The Cost of Being "Sick"
You'll need sufficient start-up money to get going in the business. It can cost from $50,000 to more than $300,000 to build a skate park, according to Skate Park Association International, and as much as $100,000 in yearly maintenance. Insurance can run from approximately $850 a year to more than $12,000, with average insurance costs around $2,000 annually. If you hold contests or demonstrations, there are additional costs to insure the participants. For an indoor park, a warehouse of approximately 10,000 square feet with high ceilings is a standard choice. Outdoor parks are variable in size. Research area contractors to find which ones have experience building skate parks. Your contractor must understand the proper angles for half-pipes and bowls. If there isn't a specialist in your area, consider a swimming pool contractor.

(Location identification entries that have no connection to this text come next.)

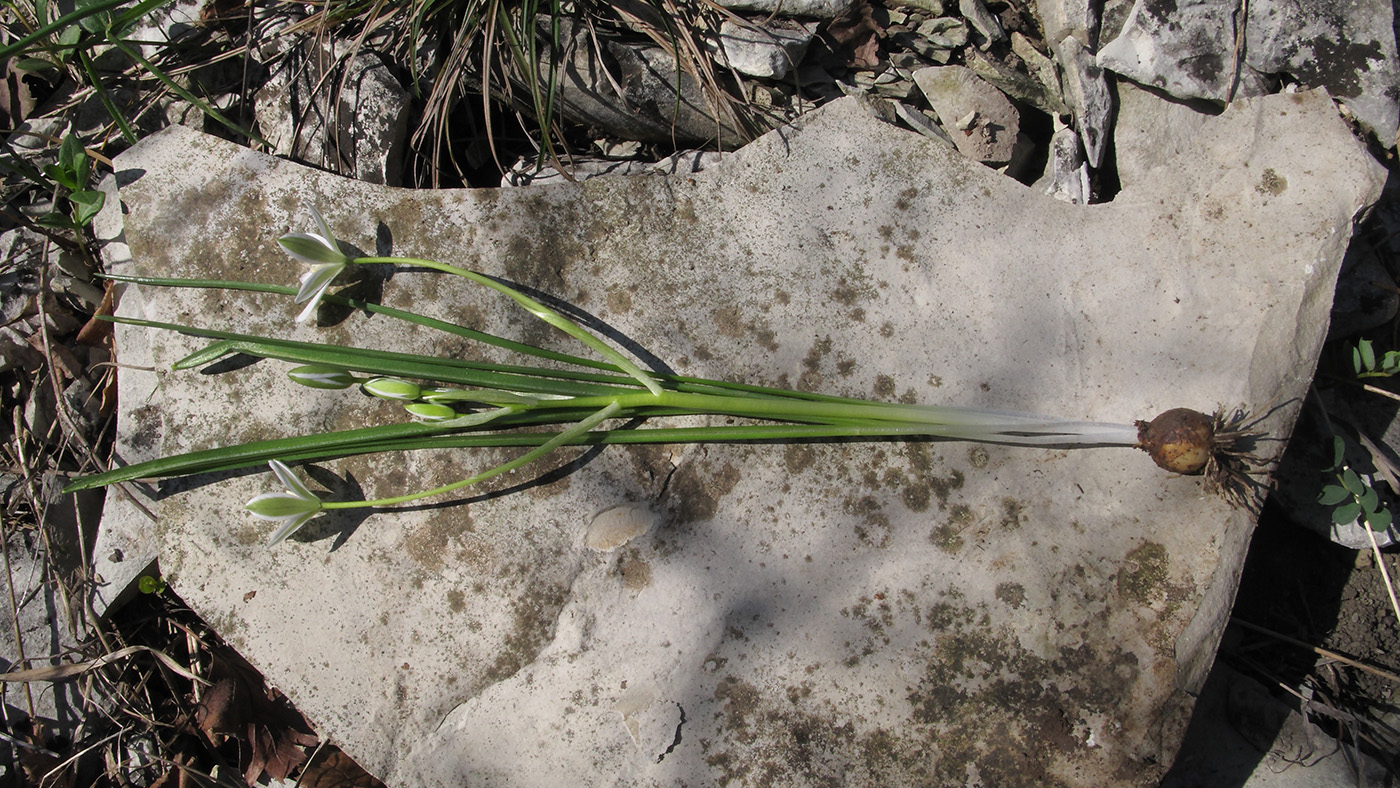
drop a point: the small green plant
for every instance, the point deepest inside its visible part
(458, 403)
(72, 172)
(1354, 500)
(1367, 366)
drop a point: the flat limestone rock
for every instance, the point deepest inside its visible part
(867, 613)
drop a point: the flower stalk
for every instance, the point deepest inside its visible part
(458, 403)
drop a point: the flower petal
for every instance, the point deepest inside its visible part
(311, 249)
(291, 526)
(280, 505)
(317, 280)
(324, 227)
(291, 483)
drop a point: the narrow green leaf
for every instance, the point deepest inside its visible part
(1378, 519)
(86, 205)
(1368, 354)
(1369, 500)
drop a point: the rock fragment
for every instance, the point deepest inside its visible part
(1067, 174)
(346, 116)
(769, 51)
(956, 94)
(1087, 91)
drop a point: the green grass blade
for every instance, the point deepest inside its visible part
(175, 88)
(95, 80)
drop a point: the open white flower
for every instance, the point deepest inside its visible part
(326, 262)
(291, 508)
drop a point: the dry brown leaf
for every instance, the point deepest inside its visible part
(854, 37)
(333, 769)
(95, 331)
(270, 732)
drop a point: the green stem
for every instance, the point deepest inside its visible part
(584, 426)
(534, 308)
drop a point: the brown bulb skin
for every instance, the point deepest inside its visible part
(1179, 440)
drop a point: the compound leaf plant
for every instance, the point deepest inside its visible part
(584, 400)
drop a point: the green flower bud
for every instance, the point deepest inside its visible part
(322, 377)
(438, 394)
(391, 388)
(430, 412)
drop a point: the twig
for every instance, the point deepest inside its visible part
(1318, 650)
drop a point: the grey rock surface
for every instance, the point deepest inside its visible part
(870, 613)
(1089, 98)
(1186, 51)
(1067, 172)
(347, 115)
(1347, 48)
(769, 51)
(977, 116)
(1190, 51)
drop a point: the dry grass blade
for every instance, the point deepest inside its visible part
(74, 669)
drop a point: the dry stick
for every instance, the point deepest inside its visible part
(1388, 470)
(14, 613)
(1318, 650)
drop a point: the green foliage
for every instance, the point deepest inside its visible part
(151, 584)
(1351, 496)
(72, 172)
(1367, 366)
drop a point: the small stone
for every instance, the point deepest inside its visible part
(934, 7)
(982, 20)
(619, 525)
(1087, 91)
(1067, 174)
(769, 51)
(1068, 17)
(945, 32)
(954, 91)
(920, 122)
(1043, 72)
(1015, 83)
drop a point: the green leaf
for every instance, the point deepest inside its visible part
(86, 205)
(1369, 500)
(1367, 354)
(73, 158)
(150, 584)
(1339, 448)
(62, 175)
(1333, 494)
(1378, 519)
(34, 65)
(53, 220)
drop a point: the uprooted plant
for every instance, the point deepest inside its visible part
(458, 403)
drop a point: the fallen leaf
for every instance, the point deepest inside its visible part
(854, 37)
(240, 704)
(333, 769)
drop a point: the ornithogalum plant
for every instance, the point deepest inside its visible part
(457, 403)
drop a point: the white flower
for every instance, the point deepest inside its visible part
(326, 262)
(291, 508)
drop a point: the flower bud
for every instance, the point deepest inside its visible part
(322, 377)
(391, 388)
(430, 412)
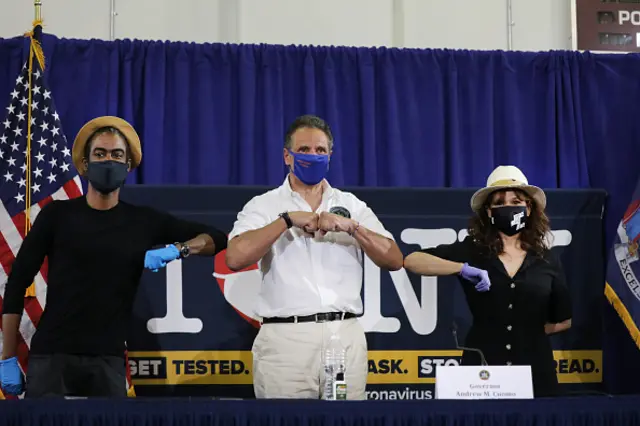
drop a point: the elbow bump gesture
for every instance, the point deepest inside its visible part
(158, 258)
(322, 223)
(479, 277)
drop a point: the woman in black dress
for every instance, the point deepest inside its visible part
(514, 286)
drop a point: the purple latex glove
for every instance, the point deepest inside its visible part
(479, 277)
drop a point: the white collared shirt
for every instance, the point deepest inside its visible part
(304, 275)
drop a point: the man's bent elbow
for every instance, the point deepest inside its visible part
(409, 262)
(233, 259)
(395, 259)
(233, 256)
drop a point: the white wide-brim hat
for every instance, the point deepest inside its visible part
(507, 177)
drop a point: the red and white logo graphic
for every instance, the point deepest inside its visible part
(240, 288)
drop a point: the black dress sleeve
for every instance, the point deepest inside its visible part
(560, 300)
(35, 247)
(170, 229)
(460, 251)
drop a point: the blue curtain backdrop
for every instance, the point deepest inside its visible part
(216, 114)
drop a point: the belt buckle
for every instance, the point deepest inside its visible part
(324, 318)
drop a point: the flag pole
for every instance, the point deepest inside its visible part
(35, 52)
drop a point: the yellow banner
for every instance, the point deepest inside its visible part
(385, 367)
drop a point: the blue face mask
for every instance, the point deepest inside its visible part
(310, 168)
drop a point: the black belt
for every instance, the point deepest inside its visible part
(323, 317)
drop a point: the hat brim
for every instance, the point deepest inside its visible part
(480, 196)
(89, 129)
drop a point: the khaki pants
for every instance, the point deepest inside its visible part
(287, 359)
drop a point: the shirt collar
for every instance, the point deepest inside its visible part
(327, 191)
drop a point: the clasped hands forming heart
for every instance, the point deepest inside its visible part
(322, 223)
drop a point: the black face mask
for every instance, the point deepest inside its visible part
(107, 176)
(509, 219)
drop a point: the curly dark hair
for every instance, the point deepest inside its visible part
(533, 237)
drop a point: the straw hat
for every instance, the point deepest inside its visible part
(506, 177)
(107, 121)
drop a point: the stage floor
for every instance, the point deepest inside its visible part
(577, 411)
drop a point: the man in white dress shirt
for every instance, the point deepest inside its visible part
(308, 238)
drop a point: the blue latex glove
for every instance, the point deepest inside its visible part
(158, 258)
(11, 376)
(479, 277)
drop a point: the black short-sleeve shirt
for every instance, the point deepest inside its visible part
(509, 319)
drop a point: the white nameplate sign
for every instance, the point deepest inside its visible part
(484, 382)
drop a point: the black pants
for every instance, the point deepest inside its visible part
(62, 375)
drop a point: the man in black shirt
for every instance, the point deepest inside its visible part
(97, 247)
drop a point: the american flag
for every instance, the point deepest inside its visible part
(52, 177)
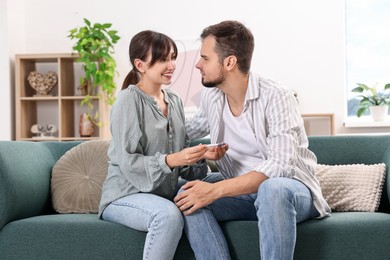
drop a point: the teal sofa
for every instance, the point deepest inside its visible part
(30, 229)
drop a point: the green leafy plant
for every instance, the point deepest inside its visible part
(371, 96)
(95, 46)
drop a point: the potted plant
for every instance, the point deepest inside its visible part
(373, 99)
(95, 46)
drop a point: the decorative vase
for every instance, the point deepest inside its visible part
(86, 126)
(379, 113)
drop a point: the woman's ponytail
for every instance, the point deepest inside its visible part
(131, 78)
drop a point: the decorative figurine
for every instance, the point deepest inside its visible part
(42, 84)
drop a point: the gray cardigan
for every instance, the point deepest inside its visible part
(141, 138)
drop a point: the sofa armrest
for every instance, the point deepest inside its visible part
(25, 169)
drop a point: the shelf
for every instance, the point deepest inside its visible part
(61, 107)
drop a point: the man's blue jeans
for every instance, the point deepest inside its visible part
(279, 205)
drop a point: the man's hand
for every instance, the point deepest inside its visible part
(187, 156)
(216, 153)
(196, 195)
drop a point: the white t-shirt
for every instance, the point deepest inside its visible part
(238, 134)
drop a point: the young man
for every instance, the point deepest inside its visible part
(268, 170)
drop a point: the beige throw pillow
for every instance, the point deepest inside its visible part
(78, 176)
(353, 187)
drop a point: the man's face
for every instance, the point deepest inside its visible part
(210, 67)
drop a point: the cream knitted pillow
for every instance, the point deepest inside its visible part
(353, 187)
(78, 176)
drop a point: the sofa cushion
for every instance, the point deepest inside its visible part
(353, 187)
(78, 176)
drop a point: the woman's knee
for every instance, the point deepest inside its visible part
(170, 216)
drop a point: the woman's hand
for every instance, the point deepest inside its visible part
(187, 156)
(216, 153)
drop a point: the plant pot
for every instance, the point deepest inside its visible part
(86, 126)
(379, 113)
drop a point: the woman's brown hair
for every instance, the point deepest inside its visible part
(157, 44)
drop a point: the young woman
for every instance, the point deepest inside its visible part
(147, 151)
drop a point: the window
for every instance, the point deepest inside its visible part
(368, 45)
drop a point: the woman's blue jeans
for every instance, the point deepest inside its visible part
(159, 217)
(279, 205)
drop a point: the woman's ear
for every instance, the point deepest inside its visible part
(139, 65)
(230, 62)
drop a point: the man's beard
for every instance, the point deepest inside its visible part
(214, 83)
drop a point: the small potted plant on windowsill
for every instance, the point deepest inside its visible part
(373, 99)
(95, 46)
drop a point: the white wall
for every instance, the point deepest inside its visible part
(299, 43)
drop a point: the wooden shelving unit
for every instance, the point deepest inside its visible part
(61, 107)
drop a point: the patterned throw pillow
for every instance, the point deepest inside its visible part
(353, 187)
(78, 176)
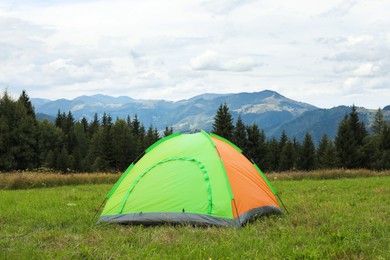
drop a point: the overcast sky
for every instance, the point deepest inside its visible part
(326, 53)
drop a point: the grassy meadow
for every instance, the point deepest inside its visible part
(342, 218)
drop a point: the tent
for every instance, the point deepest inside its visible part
(196, 178)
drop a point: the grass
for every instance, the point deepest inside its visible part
(329, 219)
(29, 180)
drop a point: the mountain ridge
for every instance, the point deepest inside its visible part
(269, 109)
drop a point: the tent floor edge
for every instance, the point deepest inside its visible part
(179, 218)
(256, 213)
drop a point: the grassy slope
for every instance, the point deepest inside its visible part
(344, 218)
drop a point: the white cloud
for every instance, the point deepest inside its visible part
(211, 60)
(316, 52)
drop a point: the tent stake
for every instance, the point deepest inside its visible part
(97, 211)
(284, 206)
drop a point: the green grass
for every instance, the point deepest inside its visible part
(329, 219)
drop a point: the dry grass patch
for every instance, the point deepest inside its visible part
(29, 180)
(326, 174)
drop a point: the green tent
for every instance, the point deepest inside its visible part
(195, 178)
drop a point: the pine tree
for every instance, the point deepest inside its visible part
(240, 137)
(349, 141)
(379, 122)
(287, 157)
(307, 154)
(272, 155)
(223, 122)
(168, 131)
(326, 154)
(123, 142)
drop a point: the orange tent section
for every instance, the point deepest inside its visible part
(197, 178)
(250, 190)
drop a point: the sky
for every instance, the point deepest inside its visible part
(325, 53)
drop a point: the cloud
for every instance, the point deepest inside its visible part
(177, 49)
(341, 9)
(211, 60)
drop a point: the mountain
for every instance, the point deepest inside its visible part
(270, 110)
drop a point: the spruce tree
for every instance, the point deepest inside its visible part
(379, 123)
(123, 142)
(349, 141)
(307, 153)
(240, 137)
(287, 157)
(326, 154)
(168, 131)
(223, 122)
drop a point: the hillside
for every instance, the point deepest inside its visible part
(270, 110)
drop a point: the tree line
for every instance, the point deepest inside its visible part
(352, 148)
(104, 144)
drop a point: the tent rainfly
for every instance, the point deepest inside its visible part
(197, 178)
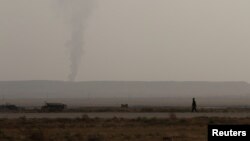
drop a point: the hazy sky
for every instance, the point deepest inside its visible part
(149, 40)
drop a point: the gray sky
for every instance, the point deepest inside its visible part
(151, 40)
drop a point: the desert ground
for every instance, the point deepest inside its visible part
(111, 129)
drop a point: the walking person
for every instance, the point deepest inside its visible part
(194, 106)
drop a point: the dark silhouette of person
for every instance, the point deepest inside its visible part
(194, 106)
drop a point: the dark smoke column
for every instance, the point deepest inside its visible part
(76, 13)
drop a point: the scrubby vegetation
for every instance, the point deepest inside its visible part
(115, 129)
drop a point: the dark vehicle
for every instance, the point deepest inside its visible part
(124, 106)
(53, 107)
(8, 107)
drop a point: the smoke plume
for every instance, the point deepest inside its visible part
(76, 13)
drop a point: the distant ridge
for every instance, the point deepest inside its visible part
(65, 89)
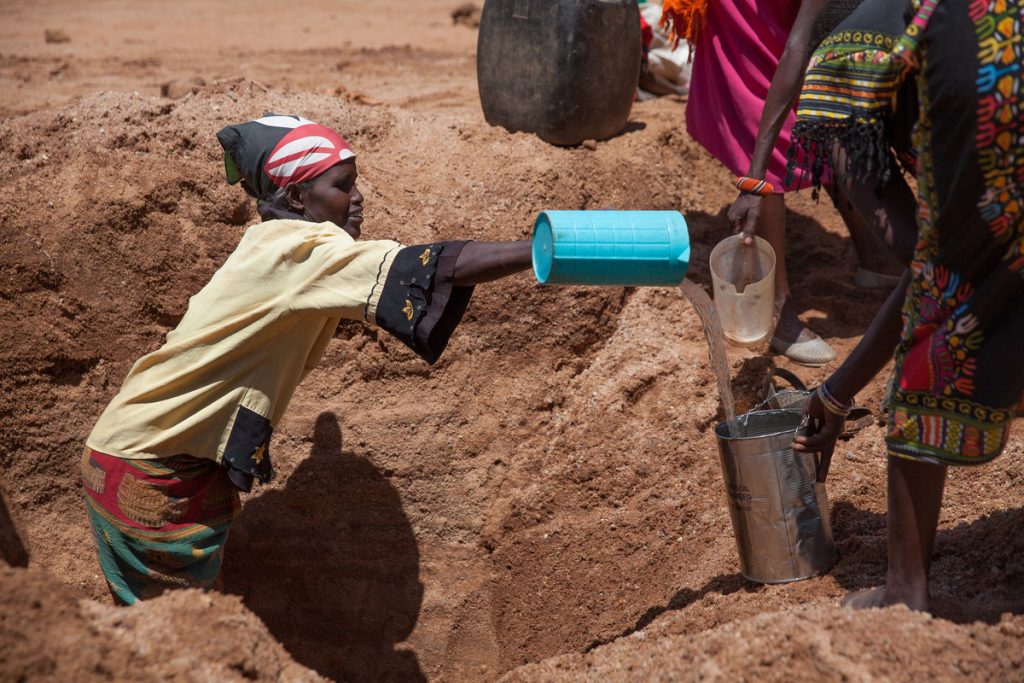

More than the Sum of its Parts
Popular skate parks are more than ramps, half-pipes, bowls, street courses and railings. The popularity of your skate park, like golf courses, can be enhanced by top-name designers. However, if you are designing your own, remember that skaters want courses to flow well. While they might want to practice their moves on one element, they also want to challenge themselves to see how long they can continue to shred. Effective marketing in the early stages can be done through offering classes by pro boarders, starting a team, promoting your park at local schools and putting up posters around town. If your park is truly sick, word-of-mouth will spread fast.